In his address, the chairman of the Clare branch of the Irish College of General Practitioners, Dr Harty, said that “what is being proposed by the HSE is to cut safety to the bone”.

He said: “Over the years, Ennis and Nenagh have been systematically downgraded and undermined by the failure to develop the hospital. The development at Ennis general has been promised so many times and still not been delivered that it has attained the status of a fairy tale with a very bad ending.”

After 24-hour AE services are withdrawn next week, the HSE plans to withdraw acute surgical services in July.

Dr Harty said: “The closure of casualty and surgery is the start of the long goodbye for Ennis as an acute hospital. We don’t believe that Limerick Regional Hospital has the capacity to cope with the extra workload. Last Monday, there were 18 patients on trolleys in Limerick and yesterday 17 patients on trolleys. How many more will there be when the 24-hour services are closed in Ennis and Nenagh?”

Dr Harty added: “There is clear evidence that Limerick is completely unprepared to cope with the transformation process in terms of bed numbers, staff and resources.”
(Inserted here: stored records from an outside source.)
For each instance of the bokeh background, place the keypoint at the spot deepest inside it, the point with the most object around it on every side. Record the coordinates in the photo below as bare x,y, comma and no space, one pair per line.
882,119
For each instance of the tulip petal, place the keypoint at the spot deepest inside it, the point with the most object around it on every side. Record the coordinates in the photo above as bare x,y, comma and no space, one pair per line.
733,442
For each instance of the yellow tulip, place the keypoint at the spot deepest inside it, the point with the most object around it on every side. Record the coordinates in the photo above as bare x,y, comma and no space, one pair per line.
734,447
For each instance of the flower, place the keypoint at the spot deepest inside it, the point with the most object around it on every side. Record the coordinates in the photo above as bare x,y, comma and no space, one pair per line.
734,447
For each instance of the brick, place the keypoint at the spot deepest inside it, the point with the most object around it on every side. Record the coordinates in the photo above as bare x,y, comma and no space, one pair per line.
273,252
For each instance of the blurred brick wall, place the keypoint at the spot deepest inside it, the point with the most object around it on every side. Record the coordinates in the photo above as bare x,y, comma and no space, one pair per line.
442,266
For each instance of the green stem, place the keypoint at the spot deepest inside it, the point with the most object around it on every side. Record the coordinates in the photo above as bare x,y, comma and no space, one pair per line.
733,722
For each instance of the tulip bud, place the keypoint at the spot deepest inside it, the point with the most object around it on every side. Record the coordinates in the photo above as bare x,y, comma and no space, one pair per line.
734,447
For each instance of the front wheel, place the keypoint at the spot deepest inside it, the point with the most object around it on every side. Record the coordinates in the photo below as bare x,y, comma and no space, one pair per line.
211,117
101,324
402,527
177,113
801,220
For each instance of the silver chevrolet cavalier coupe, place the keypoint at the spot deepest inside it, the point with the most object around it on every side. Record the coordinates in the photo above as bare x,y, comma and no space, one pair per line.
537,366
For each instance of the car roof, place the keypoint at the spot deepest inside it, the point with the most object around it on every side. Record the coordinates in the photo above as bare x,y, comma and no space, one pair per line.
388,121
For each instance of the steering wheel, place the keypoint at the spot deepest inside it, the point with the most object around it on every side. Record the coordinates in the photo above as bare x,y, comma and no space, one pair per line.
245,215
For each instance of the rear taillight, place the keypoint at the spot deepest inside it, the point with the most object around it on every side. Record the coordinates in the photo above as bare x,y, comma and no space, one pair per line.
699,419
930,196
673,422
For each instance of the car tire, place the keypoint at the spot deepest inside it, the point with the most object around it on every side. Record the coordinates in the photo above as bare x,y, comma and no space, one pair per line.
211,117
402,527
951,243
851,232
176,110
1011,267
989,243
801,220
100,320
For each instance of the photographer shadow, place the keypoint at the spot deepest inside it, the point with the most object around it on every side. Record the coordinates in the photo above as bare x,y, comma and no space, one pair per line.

Consultant geriatrician at Nenagh general Dr Christine O’Malley told the protesters that Ennis and Nenagh hospitals will be reduced to nursing homes and clinics through the HSE proposals next year. Dr O’Malley said that from next Monday, the HSE “is going to lock” Ennis hospital by night. She said that the public has been deliberately deceived by the HSE, pointing out that the real night-time attendance of patients at Ennis hospital is 5,500 and at Nenagh hospital 4,000.

Dr O’Malley said: “I know it is not going to work, it can’t work. They haven’t got the ambulances, they don’t have the beds in Limerick. They are going to take your doctors away and leave nothing behind here and they don’t want you in Limerick. I’m sorry. I don’t know what to say to you. It can’t work, it is not going to work, they are going to do it anyway.”